May 8, 2010 Leave a comment
Dir. Giorgos Lanthimos (Greece)
Starring. Christos Stergioglou, Michelle Valley, Aggeliki Popoulia, Mary Tsoni
The credits never really ‘rolled’ on Dogtooth, but by the time it ended, everyone knew they had witnessed something.
For a few moments the cinema remained eerily silent as the audience sat watching the static screen, waiting for a cue, or a sign, that it was OK to leave; that the movie had, in fact, ended.
And that was the magic of the whole piece –what Artaud called the ‘Theatre of Cruelty.’ Dogtooth positioned the audience outside of the trappings of comfort, so making it impossible not to be affected, for better or worse. It involved the audience on an emotional level in ways that Hollywood can only cheat at.
The storyline is thus: ‘Father’ and ‘Mother’ confine their three adult children to within the boundaries of their compound; not in a Josef Fritzl kind of way, but by feeding them on lies and untruths (such as telling them that cats are ferocious animals and planes are small toys).
The children are as expected – childlike, innocent, and stuck in a perpetual state of curiosity and arrested development. To pass the time, they amuse themselves by out-daring each other in rather harmful endeavours (inhaling anaesthetic being one such game – the winner being the first to wake up, of course).
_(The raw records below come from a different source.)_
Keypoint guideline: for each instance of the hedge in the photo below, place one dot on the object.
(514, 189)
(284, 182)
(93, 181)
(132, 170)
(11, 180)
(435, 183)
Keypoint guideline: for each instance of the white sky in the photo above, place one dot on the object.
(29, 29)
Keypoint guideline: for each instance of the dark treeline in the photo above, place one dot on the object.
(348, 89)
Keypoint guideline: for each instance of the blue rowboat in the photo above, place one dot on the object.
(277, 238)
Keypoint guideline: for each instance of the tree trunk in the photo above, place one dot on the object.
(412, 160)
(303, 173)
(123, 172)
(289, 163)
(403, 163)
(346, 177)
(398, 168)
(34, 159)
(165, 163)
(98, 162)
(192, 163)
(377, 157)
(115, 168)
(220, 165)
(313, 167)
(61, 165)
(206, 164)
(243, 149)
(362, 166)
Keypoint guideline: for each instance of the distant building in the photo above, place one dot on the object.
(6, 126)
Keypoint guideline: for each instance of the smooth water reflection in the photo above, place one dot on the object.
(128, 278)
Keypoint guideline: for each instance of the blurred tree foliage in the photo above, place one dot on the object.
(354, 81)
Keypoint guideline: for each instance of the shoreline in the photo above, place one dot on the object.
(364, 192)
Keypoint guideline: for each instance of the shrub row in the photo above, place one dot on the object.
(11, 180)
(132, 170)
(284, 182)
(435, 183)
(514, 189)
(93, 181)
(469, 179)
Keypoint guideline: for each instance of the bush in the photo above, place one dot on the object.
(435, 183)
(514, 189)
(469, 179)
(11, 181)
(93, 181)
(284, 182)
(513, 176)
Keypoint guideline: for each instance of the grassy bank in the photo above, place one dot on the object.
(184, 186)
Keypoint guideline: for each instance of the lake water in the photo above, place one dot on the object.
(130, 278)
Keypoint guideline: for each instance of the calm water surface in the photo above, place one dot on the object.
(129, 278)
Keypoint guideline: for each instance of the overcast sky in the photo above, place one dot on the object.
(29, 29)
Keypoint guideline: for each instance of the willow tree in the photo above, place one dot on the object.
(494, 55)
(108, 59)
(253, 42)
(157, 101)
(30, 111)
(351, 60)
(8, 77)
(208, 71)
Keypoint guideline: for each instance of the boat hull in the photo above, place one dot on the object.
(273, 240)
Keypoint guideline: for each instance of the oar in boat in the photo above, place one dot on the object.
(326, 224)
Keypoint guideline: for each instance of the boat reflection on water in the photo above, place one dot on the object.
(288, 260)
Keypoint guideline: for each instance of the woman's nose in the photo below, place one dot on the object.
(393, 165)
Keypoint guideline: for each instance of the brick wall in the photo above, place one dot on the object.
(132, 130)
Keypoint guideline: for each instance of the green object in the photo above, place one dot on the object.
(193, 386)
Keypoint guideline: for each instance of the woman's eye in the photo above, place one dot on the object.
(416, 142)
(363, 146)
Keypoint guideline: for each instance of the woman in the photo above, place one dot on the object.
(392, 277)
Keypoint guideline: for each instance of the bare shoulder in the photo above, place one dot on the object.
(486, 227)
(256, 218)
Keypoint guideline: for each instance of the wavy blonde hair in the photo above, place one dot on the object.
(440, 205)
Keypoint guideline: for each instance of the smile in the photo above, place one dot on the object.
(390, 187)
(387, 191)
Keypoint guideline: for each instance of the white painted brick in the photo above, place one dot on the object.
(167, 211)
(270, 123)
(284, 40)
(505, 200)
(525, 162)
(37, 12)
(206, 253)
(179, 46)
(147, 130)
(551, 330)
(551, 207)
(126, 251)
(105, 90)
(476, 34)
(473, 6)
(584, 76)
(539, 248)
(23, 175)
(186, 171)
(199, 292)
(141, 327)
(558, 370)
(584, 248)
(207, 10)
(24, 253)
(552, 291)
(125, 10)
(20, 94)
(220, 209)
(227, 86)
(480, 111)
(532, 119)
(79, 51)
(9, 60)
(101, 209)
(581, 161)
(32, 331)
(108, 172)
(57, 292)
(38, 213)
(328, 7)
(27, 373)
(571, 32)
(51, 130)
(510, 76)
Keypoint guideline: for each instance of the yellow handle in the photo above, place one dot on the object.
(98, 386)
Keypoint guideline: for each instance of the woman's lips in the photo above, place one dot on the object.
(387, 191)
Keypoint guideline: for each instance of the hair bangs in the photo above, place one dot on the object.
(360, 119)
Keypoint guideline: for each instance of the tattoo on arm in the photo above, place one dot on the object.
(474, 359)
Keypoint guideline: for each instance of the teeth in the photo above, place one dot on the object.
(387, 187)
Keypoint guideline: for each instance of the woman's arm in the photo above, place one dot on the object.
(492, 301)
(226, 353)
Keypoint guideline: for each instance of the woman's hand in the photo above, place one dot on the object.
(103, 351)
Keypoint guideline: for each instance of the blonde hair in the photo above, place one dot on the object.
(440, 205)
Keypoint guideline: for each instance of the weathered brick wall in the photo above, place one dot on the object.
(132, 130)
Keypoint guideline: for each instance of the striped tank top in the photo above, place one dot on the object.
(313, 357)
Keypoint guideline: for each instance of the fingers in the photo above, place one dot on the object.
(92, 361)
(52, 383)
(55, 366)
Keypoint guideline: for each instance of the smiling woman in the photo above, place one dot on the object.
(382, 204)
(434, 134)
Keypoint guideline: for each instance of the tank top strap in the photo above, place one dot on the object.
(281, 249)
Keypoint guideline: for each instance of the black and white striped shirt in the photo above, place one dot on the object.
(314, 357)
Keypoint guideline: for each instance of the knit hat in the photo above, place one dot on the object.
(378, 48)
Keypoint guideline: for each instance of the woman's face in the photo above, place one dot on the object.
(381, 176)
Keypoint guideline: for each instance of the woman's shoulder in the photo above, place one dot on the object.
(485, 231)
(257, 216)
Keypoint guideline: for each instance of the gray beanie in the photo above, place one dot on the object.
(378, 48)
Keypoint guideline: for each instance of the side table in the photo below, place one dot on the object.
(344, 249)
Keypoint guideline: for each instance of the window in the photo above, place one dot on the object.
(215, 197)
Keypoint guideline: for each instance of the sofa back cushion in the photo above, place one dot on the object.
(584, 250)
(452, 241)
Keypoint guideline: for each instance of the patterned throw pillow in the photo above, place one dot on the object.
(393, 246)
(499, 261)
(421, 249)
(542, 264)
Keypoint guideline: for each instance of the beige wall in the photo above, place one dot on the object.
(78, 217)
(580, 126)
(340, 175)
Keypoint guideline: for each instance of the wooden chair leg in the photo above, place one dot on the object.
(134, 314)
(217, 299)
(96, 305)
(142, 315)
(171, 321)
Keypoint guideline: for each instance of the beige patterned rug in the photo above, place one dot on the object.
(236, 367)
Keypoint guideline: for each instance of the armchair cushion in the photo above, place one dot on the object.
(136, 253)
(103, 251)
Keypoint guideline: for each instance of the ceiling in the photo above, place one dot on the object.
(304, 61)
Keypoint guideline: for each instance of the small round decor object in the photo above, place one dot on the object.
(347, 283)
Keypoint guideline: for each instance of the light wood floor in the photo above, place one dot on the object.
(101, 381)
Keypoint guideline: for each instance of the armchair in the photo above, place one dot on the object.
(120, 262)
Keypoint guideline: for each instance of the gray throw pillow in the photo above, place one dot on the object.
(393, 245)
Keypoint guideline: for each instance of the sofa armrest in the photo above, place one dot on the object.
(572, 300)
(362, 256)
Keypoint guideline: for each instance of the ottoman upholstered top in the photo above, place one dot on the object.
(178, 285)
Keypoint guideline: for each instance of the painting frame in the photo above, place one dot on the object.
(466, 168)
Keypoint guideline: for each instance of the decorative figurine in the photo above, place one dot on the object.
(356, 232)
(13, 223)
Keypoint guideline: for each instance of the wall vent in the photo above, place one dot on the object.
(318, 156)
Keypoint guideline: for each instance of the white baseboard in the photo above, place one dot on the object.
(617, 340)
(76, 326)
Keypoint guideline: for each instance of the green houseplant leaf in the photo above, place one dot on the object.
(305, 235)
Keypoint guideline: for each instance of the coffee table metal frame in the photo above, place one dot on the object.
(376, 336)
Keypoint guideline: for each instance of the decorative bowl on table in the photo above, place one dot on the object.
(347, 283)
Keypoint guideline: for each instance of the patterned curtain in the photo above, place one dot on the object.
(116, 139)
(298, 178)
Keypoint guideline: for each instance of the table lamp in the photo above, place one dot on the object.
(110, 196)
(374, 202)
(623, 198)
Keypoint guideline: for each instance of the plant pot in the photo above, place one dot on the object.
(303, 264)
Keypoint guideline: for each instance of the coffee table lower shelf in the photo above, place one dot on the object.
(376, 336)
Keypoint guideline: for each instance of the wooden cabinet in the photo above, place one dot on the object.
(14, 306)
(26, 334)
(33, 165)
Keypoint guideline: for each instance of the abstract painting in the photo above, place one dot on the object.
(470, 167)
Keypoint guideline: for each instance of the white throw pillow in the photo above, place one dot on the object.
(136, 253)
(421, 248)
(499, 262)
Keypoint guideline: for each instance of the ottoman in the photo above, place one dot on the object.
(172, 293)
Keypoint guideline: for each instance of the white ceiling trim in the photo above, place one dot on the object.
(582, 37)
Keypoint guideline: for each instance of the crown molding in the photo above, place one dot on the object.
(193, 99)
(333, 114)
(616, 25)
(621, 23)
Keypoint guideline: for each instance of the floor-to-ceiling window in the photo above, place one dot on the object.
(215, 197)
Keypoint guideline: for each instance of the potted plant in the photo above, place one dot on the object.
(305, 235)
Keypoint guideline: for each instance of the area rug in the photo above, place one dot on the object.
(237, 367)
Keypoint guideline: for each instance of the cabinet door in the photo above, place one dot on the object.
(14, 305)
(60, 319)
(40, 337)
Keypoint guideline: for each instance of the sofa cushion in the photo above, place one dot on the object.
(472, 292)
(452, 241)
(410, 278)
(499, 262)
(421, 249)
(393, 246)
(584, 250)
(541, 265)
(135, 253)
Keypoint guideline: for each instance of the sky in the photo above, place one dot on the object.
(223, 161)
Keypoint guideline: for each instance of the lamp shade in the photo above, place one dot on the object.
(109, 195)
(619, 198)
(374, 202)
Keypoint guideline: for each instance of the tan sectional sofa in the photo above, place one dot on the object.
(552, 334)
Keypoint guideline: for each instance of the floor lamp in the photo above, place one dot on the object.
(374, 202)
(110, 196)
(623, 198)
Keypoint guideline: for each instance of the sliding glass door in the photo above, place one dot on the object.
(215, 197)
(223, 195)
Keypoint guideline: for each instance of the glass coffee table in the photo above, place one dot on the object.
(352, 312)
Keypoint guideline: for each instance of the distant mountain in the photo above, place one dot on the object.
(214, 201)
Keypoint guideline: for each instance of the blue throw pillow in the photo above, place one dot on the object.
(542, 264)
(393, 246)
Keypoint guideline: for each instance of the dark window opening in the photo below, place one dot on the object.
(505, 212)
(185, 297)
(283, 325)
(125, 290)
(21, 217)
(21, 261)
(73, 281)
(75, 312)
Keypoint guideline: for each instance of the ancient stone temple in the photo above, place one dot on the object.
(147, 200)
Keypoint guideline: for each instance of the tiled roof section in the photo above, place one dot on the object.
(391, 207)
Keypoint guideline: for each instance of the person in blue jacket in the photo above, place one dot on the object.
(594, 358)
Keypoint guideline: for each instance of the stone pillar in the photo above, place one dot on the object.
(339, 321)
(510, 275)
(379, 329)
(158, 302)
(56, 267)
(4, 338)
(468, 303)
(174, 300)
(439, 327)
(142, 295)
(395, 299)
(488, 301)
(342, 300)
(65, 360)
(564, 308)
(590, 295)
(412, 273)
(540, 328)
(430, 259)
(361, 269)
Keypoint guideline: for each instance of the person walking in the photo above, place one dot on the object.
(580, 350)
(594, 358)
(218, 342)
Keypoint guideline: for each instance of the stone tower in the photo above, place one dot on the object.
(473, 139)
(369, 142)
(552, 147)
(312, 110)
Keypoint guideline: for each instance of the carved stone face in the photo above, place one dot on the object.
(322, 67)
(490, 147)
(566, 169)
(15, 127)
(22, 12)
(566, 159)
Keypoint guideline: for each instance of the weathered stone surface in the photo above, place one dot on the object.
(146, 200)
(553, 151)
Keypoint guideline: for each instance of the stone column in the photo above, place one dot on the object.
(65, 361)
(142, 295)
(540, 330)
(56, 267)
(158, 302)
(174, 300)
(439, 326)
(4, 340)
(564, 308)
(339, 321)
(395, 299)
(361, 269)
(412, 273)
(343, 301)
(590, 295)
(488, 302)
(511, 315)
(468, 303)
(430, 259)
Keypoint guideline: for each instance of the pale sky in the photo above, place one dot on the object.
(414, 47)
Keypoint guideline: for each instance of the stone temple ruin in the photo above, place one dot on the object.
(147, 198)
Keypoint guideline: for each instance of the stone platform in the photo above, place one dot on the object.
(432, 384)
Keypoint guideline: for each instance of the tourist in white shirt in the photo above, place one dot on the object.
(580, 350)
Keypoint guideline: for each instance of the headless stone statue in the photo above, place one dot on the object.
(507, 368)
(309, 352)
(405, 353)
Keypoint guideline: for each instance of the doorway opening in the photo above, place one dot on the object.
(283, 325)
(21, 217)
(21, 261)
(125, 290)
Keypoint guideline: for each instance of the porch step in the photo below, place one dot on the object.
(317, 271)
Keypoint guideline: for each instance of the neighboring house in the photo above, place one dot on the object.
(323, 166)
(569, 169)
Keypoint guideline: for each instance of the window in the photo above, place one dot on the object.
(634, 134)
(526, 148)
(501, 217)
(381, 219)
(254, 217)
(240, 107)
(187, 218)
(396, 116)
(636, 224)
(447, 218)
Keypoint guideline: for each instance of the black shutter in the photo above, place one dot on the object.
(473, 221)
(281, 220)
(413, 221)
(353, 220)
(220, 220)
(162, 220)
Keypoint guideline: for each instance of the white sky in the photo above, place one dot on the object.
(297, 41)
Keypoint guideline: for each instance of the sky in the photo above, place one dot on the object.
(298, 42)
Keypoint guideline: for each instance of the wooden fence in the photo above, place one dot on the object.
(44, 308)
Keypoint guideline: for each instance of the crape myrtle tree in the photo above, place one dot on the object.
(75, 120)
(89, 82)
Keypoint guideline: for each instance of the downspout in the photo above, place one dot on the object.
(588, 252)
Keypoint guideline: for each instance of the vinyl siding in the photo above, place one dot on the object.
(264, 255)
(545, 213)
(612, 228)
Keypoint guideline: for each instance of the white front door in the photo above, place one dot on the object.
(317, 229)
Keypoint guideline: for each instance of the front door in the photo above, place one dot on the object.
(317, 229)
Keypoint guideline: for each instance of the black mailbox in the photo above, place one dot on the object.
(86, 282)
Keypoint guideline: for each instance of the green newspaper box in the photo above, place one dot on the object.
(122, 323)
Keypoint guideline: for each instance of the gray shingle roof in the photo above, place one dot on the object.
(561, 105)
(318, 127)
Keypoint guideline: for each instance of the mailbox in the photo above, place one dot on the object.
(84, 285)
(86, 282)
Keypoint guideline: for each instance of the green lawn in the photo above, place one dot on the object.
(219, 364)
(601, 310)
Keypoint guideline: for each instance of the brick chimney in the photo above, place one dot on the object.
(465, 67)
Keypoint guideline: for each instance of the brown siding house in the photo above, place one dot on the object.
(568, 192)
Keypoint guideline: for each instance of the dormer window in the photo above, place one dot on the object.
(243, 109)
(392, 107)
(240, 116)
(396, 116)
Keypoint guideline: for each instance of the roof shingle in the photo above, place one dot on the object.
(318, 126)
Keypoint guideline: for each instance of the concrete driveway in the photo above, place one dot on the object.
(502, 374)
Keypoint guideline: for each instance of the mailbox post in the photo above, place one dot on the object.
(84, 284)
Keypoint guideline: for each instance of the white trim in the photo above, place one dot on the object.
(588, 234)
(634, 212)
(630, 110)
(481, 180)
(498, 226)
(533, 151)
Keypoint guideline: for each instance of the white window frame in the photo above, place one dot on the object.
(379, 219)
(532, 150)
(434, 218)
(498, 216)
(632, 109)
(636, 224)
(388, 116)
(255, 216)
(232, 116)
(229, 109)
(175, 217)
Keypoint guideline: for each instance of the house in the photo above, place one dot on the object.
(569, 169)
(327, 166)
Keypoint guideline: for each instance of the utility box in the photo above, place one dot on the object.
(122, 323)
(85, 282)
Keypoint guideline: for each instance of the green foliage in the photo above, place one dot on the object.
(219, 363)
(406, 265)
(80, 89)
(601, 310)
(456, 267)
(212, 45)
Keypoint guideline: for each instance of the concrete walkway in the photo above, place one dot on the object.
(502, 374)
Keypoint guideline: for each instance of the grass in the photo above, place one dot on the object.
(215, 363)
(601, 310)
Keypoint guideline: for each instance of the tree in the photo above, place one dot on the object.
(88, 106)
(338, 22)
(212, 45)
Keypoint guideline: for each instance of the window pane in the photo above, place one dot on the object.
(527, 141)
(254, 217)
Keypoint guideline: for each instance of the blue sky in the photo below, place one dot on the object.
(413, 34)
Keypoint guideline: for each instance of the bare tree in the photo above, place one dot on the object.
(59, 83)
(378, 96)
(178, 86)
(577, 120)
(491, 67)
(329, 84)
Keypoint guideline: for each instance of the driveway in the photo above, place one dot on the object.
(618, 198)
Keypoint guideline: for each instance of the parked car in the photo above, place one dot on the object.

The children’s world is controlled in every aspect and is one devoid of much culture. They watch only their own homemade videos on T.V., and listen to the ‘Grandfather’s’ records on the stereo (their Grandfather being Frank Sinatra, whose lyrics are translated by the Father into a more family friendly theme).
As the film progresses, Father’s motivations remain intentionally murky, but his role as the patriarchal dictator extends beyond the simple fear of corruption; there is definitely something more ideological on display.
Even though the film has been regarded with epithets of disgust because of the nature of some of the sexual content, Dogtooth has more in common with the likes of The Truman Show and Fight Club than it does with typical European Art/Porny cinema. The sex on display is distinctly European in it’s realism, but never feels gratuitous. The crux of each of these films lays in the Platonic ‘Allegory of the Cave’ theory; that human beings will only accept the reality which are presented for so long, before they peer out from the cave and see for themselves.
Dogtooth is an extremely complex film, but not hard to understand. It is one of those rare films that transcends its basic narrative and deconstructs the the nature of how we receive information. But whether this is to be read as an allegory for rebirth, censorship, religion, class, or any of the above, Director Giorgos Lanthimos has crafted a film with a series of scenes where none are dismissible.
The performances are outstanding all round and the measured tone, calm cinematography and simple editing compliment the film perfectly.
Dogtooth is absolutely one not to miss.